Thursday, May 28, 2009

A Sad Day.

Tonight on my way home from work I saw someone I knew standing on the porch of the homeless shelter waiting to go in for dinner. I cried all the way home. This is a person that I have known all my life. There is nothing that I can do for this person. The path they have chosen has taken them down into a very dark, bad place. Only when they admit that they have a problem and ask for help can anything be done for them. I can not, no, will not, allow myself or my family to be pulled into that situation. This doesn't make me a bad or uncaring person. It makes me one that realises that unless this person wants to be helped there IS NO WAY I can help them. When I got home Hubby John, as always, was there to comfort me and to help me sort out what I was feeling. HJ said I should be thankful that this person has hot meals and a bed to sleep in and that they are not sleeping in the park or eating out of garbage bins.
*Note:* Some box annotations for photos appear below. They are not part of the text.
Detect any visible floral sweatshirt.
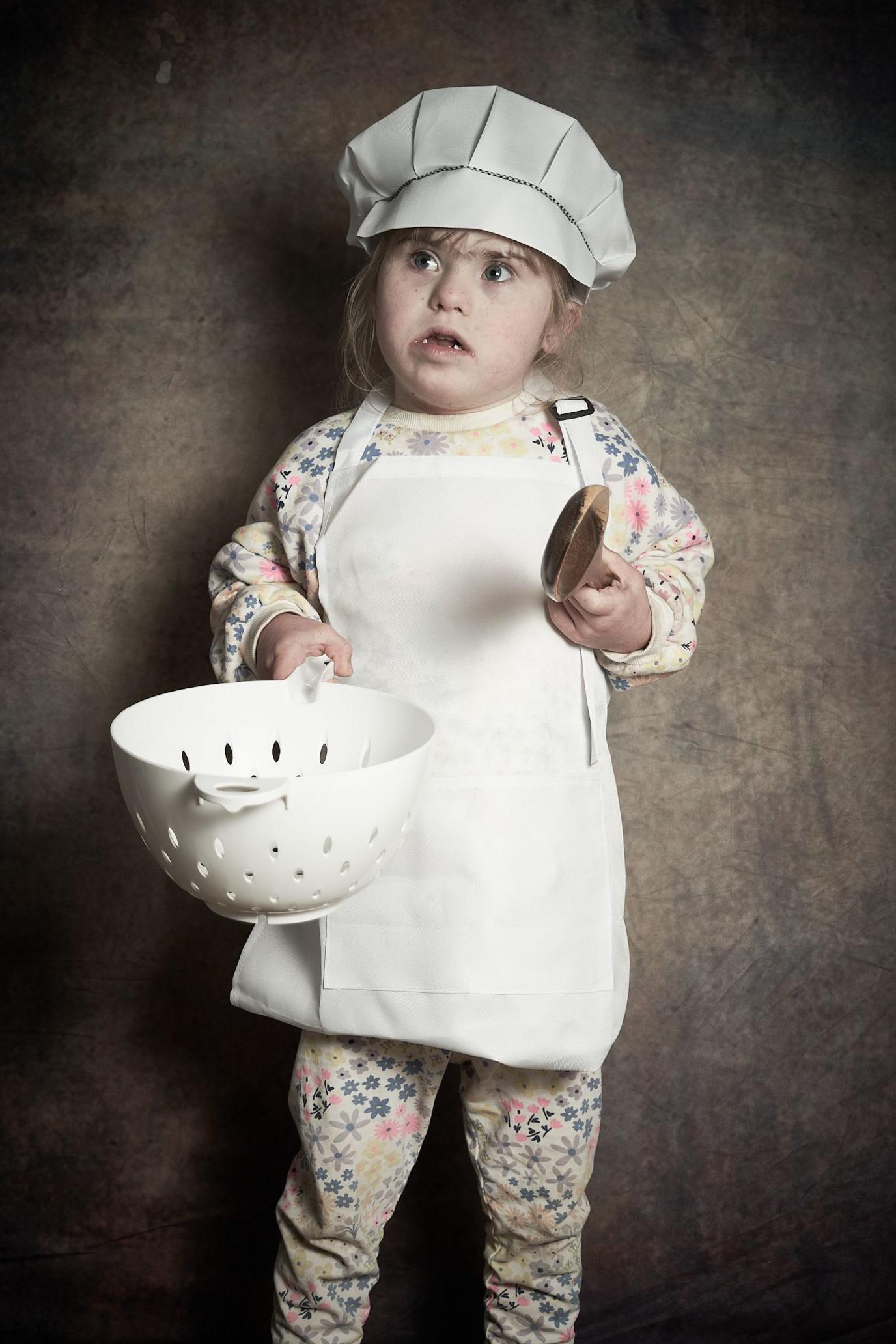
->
[208,393,713,691]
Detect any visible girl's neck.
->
[383,378,542,433]
[383,388,544,434]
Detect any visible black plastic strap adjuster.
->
[551,397,594,421]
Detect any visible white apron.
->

This logic is true and it has helped me to calm me. I am still teary eyed because I do care about this person and always will. I pray nightly to my God for protection, compassion and intervention for this person. I pray that they seek treatment to make their way back from the dark place they are in now. I will help them as much as I am able when that time comes. But then and only then will I be able to welcome them back into my life. That day will be a happy one but today is a sad day.

3 comments:

Marilyn Miller said...

Yes, it is sad, but you are right about not helping until the time comes.

I met a lovely lady this week and offered help, but she did not want to be helped. I keep thinking of her and will keep in touch. Maybe the time will come when I can also help.

Heike said...

Lois, there are times when you can only stand by and be there when the time comes. People cannot be "saved" if they are not willing to save themselves. It is depleting for all involved. It is hard seeing someone we love in a sad situation. Hope you are feeling less sad...

Gingham Skies said...

I'm sorry I missed this post, Mom.

I don't like to see you sad, it's not often that I see tears in your eyes; I wish I could wipe the hurt away.
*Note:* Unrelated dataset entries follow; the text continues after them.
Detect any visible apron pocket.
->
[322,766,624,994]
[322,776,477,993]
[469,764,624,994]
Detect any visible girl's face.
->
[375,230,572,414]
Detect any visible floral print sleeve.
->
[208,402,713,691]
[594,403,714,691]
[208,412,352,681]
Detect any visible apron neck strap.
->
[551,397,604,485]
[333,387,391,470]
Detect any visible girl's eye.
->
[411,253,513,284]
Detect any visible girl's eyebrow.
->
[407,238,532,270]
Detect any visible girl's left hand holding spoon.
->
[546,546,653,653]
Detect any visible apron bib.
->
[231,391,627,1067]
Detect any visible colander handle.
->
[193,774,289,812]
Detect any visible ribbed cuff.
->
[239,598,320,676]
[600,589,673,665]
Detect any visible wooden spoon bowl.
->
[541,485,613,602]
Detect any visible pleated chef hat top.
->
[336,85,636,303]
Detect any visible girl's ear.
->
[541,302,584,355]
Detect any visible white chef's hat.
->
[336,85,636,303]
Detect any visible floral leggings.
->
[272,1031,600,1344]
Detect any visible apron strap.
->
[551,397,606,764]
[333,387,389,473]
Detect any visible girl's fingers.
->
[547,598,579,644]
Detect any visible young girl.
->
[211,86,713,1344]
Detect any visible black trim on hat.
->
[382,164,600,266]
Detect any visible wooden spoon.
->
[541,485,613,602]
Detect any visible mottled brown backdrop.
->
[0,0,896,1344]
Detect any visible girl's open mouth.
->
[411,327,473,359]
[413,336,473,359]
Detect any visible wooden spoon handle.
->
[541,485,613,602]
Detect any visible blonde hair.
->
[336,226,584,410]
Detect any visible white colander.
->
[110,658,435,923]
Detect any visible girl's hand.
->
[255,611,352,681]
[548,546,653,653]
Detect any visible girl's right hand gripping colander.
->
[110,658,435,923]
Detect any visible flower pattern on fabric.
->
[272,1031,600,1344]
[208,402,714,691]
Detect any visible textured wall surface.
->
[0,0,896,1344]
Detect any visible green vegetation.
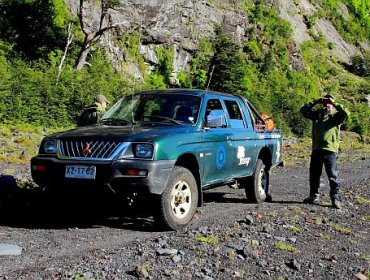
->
[354,196,370,204]
[289,226,303,233]
[275,241,301,253]
[0,0,370,140]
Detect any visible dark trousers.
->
[310,150,340,200]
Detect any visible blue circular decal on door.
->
[216,145,226,169]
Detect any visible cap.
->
[95,94,110,104]
[323,94,335,103]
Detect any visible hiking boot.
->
[332,199,342,209]
[303,195,320,204]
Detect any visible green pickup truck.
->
[31,89,282,230]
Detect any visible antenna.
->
[132,22,142,93]
[131,20,145,127]
[206,65,215,91]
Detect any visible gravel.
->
[0,159,370,279]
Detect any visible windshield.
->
[101,93,201,124]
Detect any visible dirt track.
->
[0,159,370,279]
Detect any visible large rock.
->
[65,0,368,77]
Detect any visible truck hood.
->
[49,123,194,142]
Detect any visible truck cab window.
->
[205,99,226,128]
[225,100,245,128]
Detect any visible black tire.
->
[245,159,270,203]
[155,166,198,230]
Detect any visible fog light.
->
[121,169,148,176]
[32,165,46,172]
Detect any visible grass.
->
[354,196,370,204]
[195,235,219,245]
[0,124,68,164]
[275,241,301,253]
[234,268,248,278]
[289,226,303,233]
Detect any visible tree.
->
[75,0,120,70]
[209,26,246,94]
[0,0,65,60]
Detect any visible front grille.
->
[59,140,121,159]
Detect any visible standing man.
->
[77,94,110,126]
[301,94,349,209]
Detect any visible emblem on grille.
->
[82,143,91,156]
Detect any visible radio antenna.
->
[131,18,145,126]
[206,65,215,91]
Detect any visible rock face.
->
[65,0,360,80]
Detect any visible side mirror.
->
[206,110,226,128]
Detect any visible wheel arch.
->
[258,147,272,171]
[175,153,203,206]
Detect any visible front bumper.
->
[31,156,175,194]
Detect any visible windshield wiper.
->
[153,115,183,124]
[100,118,130,125]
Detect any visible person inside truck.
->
[301,94,349,209]
[77,94,110,126]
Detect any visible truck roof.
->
[133,88,239,97]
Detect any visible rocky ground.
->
[0,150,370,280]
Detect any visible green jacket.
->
[301,101,350,153]
[77,102,105,126]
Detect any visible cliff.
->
[65,0,370,81]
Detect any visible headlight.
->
[42,140,57,154]
[134,144,153,158]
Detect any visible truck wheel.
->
[245,159,269,203]
[156,166,198,230]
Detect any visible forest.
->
[0,0,370,138]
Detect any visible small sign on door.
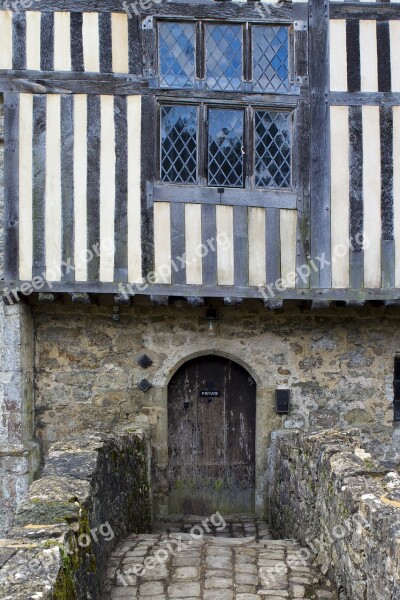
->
[199,390,221,398]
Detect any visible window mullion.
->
[197,103,208,185]
[196,21,205,89]
[244,106,254,189]
[243,23,252,91]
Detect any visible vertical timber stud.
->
[4,93,19,281]
[140,96,158,276]
[309,0,331,288]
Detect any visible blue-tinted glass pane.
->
[208,108,243,187]
[158,22,196,88]
[254,110,292,189]
[161,106,197,183]
[253,26,289,92]
[206,25,243,91]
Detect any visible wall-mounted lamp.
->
[275,390,290,415]
[205,306,220,337]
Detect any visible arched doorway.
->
[168,355,256,515]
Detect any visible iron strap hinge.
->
[142,15,154,29]
[293,21,307,31]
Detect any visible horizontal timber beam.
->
[0,0,307,22]
[330,2,400,21]
[153,184,297,209]
[331,92,400,106]
[0,281,400,305]
[0,69,307,102]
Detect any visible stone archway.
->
[152,346,281,516]
[168,354,256,515]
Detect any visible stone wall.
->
[0,302,39,536]
[33,296,400,514]
[268,430,400,600]
[0,431,151,600]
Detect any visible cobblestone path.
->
[103,515,337,600]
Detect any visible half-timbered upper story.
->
[0,0,400,305]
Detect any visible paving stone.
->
[203,590,234,600]
[103,515,338,600]
[173,567,200,581]
[235,563,258,575]
[204,577,233,589]
[206,556,232,569]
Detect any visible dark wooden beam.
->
[224,297,243,306]
[150,294,169,306]
[186,296,205,308]
[264,298,283,310]
[9,0,307,23]
[153,183,297,209]
[311,300,330,310]
[3,93,19,279]
[114,294,132,306]
[330,2,400,21]
[38,292,56,304]
[0,280,400,303]
[309,0,331,288]
[331,92,400,106]
[71,292,92,304]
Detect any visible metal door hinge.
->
[293,21,307,31]
[142,15,153,29]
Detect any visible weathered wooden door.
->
[168,356,256,515]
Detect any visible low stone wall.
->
[268,430,400,600]
[0,431,151,600]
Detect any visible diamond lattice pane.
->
[253,26,289,92]
[158,23,196,88]
[206,25,243,91]
[161,106,197,183]
[208,109,243,187]
[254,111,291,189]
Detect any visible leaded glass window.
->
[206,25,243,91]
[208,108,244,187]
[254,110,291,189]
[253,26,289,93]
[158,21,196,88]
[160,106,197,183]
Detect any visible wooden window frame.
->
[153,17,299,96]
[143,11,309,211]
[156,100,296,195]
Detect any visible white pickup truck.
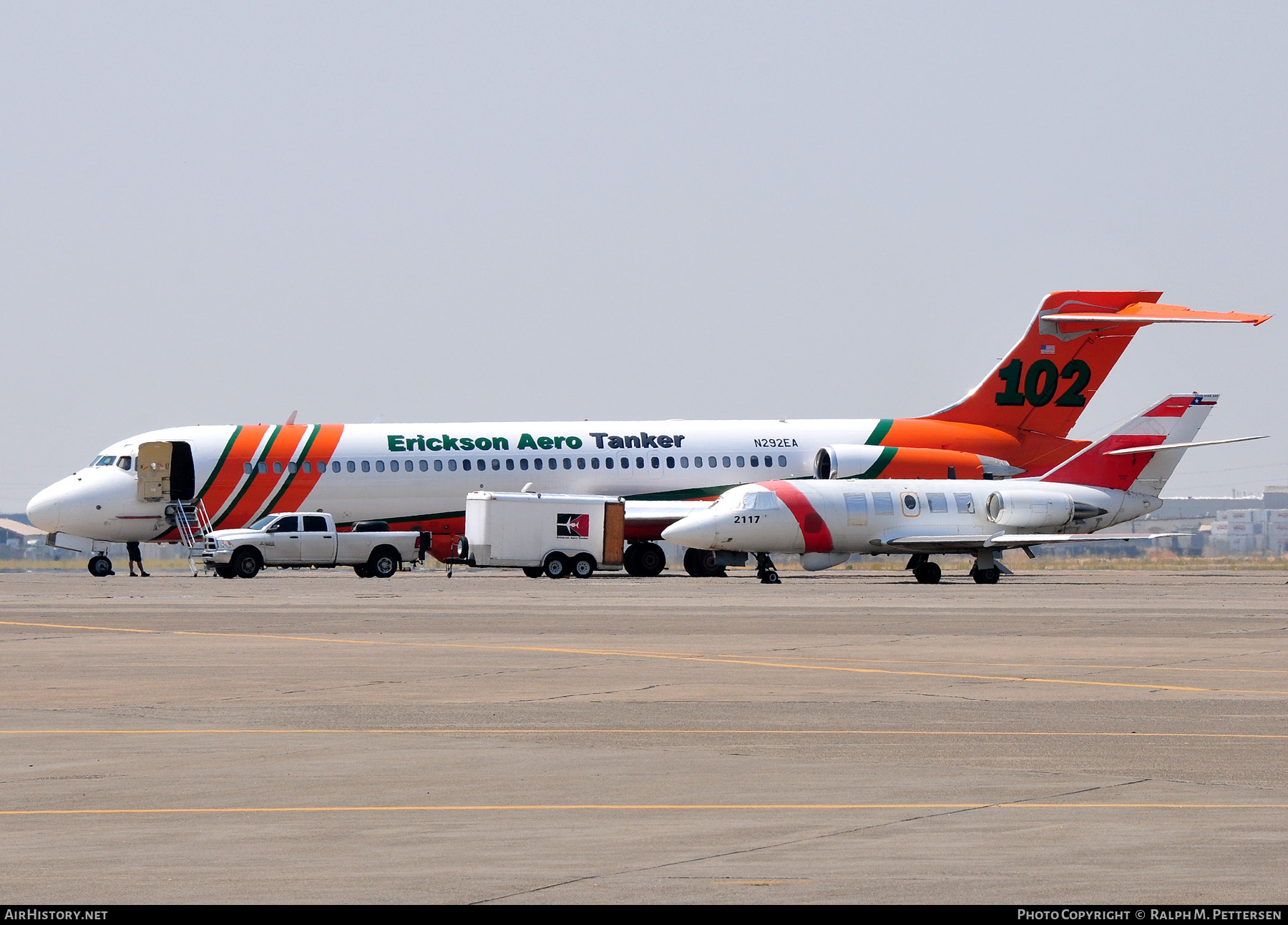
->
[201,512,420,579]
Dad is right, there are places willing to help the person you are speaking of if he wants it - not that it makes your heart hurt any less. I'm proud of you for staying strong and saying no in order to avoid enabling him, as difficult as it may be to do so.

If only he could recognize that his actions are hurting not only him but the people who continue to care about him regardless of his poor choices.

I love you mom. I'm sorry that you are having to witness the self-destruction of someone you care about. You deserve so much better.